Tipsheet

McConnell Backs Hawley's Measure to Change Impeachment Rules Without Articles

Speaker of the House Nancy Pelosi and Senate Majority Leader Mitch McConnell have engaged in a standoff throughout the week--Leader McConnell always had the upper hand. 

Leader McConnell, along with ten other GOP senators, now support a resolution introduced by Sen. Josh Hawley (R-MO) that would allow the GOP-majority to dismiss articles of impeachment if Speaker Pelosi fails to deliver them within 25 days. 
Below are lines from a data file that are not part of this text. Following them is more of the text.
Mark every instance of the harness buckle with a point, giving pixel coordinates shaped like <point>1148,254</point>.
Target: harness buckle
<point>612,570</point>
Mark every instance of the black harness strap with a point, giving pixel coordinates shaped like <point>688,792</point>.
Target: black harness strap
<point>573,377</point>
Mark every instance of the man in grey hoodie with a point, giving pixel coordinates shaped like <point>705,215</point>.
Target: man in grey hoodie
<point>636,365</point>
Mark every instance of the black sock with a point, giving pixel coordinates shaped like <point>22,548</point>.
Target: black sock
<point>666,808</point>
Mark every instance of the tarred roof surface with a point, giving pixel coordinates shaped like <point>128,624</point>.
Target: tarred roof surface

“Whensoever the Senate shall receive notice from the House of Representatives that managers are appointed on their part to conduct an impeachment against any person and are directed to carry  articles of impeachment to the Senate, the Secretary  of the Senate shall immediately inform the House of Representatives that the Senate is ready to receive the managers for the purpose of exhibiting such articles of impeachment, agreeably to such notice. If,  following adoption of such articles, the House of Representatives does not so notify the Senate or otherwise provide for such articles to be exhibited to the Senate within 25 calendar days from the date of adoption of such articles, as recorded in the Journal  of the House of Representatives, such articles shall  be deemed exhibited before the Senate and it shall be in order for any Senator to offer a motion to dismiss such articles with prejudice for failure by the House of Representatives to prosecute such articles,” the resolution says.

The resolution is a direct rebuke to Speaker Pelosi’s attempt to blackmail the Republican majority in the upper chamber, in hopes of her gaining leverage over her legislative counterpart. Pelosi has drug out this process, hoping that Leader McConnell will blink first, but as anyone on the Hill knows, Pelosi’s strategy was dead-on-arrival. 

Following the introduction of this resolution, Speaker Pelosi said that she is nearly ready to send the articles, signaling that she will, indeed, cave to Leader McConnell.